In accordance with CVM Instruction 358, CCR S.A. (“CCR”) (Bovespa:CCRO3; Bloomberg:CCRO3BZ; Reuters:CCRO3.SA) announces to its shareholders and the general market that, on the date hereof, its subsidiary Companhia de Participações em Concessões (“CPC”) entered into a binding Agreement for Purchase and Sale and Other Covenants (“AGREEMENT”) with (i) Auto Viação Ltda. e Rodomar Participações Ltda. (“SELLERS”), the shareholders of Barcas S.A. – Transportes Marítimos (“BARCAS”); (ii) JCA Holding Participações Ltda. (“JCA”), the guarantor of the obligations of the SELLERS (“GUARANTORS”); and (iii) BARCAS, ATP – Around the Pier Administração e Participações Ltda. (“ATP”), SPTA Holding em Transporte Aquaviário Ltda. (“SPTA”), Amaury de Andrade (“AMAURY DE ANDRADE”) and RJ Administração e Participações S.A. (“RJ”) as intervening parties (“INTERVENING PARTIES”); for the acquisition, by CPC, of shares representing 80.00% (eighty percent) of the capital of BARCAS, for the acquisition price, which is subject to adjustments as defined in the AGREMEENT, of seventy-two million Brazilian reais (R$72,000,000.00) on the base date of January 2011.

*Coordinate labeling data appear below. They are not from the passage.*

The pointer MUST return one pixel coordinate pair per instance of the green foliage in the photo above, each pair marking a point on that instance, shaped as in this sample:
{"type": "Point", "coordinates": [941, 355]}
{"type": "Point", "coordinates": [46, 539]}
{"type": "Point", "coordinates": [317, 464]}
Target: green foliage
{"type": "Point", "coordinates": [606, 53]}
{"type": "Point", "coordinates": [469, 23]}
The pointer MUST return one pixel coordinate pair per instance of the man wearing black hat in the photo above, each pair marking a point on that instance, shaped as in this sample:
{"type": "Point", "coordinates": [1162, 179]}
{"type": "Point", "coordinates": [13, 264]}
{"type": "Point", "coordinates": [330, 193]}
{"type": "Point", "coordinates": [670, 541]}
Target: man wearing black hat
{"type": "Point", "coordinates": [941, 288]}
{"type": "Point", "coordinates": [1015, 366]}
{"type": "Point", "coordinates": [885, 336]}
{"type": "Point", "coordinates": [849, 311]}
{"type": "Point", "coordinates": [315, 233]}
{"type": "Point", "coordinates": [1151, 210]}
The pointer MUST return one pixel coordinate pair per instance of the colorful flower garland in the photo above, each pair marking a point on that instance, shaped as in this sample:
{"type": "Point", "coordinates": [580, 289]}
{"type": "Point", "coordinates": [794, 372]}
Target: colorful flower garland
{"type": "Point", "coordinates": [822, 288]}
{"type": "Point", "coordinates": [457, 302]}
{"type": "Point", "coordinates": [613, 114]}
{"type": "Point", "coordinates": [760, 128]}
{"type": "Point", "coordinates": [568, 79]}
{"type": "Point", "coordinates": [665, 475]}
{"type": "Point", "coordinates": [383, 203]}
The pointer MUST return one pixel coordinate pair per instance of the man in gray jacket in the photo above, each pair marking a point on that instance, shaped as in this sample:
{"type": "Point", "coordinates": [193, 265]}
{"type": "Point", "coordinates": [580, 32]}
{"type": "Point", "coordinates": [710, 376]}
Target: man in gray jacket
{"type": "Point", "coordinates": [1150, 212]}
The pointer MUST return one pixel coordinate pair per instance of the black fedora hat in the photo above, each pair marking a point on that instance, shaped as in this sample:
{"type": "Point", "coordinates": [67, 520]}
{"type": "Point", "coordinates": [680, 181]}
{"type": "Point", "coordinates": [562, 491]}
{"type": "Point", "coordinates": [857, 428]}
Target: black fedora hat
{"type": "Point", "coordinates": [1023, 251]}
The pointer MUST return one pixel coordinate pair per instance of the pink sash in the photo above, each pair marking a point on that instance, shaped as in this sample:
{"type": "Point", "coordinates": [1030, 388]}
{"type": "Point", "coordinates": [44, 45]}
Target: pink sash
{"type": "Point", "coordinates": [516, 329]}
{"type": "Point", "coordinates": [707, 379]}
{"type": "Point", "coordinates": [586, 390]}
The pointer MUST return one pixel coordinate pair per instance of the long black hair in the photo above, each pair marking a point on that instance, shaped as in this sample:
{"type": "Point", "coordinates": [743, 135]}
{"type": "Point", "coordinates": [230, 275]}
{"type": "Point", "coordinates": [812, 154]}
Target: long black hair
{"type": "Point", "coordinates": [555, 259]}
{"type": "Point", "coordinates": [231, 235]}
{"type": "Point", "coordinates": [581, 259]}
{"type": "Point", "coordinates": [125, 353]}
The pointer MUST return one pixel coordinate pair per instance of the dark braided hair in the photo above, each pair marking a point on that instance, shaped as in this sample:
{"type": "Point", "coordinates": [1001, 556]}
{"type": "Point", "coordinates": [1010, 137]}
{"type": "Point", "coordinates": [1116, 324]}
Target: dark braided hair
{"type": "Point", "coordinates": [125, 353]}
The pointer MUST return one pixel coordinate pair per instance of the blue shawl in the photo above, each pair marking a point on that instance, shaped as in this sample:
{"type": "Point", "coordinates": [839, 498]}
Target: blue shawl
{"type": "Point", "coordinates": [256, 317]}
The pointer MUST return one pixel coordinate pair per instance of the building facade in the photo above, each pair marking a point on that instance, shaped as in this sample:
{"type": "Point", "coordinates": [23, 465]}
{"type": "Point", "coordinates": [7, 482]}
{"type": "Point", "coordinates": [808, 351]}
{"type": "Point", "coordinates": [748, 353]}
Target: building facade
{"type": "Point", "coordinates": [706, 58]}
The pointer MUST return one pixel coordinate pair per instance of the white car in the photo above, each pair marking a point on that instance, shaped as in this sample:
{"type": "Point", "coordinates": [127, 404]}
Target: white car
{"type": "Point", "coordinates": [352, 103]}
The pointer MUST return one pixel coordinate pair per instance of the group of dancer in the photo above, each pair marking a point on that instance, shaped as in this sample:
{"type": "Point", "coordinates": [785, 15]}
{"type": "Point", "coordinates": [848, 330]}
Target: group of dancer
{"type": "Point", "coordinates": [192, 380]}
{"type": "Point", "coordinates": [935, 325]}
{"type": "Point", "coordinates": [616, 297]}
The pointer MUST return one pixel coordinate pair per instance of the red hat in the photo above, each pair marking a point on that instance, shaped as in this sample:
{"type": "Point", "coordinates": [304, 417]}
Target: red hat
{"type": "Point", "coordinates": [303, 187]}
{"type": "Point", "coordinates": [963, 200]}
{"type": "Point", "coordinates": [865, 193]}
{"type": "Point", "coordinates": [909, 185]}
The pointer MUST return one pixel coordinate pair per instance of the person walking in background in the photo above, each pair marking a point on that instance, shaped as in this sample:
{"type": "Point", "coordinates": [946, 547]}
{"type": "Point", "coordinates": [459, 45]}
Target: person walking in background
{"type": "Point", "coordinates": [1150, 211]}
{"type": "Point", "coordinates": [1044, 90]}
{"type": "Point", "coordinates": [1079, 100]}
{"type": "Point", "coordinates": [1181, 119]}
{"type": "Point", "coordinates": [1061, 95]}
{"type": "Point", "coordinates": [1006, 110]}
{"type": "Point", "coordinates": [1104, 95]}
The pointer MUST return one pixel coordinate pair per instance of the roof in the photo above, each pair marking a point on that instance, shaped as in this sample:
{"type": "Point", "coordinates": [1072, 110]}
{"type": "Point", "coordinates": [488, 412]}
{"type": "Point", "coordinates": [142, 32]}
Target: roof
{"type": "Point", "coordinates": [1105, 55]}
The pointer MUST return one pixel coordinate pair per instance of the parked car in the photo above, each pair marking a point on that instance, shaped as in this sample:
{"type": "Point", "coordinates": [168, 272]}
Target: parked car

Under the AGREEMENT, the consummation of the acquisition and the payment of the price are subject to the performance of certain conditions precedent, which include obtaining prior authorization from the Concession Authority and from the creditors holding ownership of the shares in BARCAS.

BARCAS holds a public utility concession to provide passenger water transport services in the state of Rio de Janeiro and is the world’s fifth largest company in the sector.

The conclusion of this acquisition represents the realization of yet another important phase in the strategic planning of the CCR Group, which seeks to obtain high-quality growth, maximize shareholder value and contribute to Brazil’s social and economic development.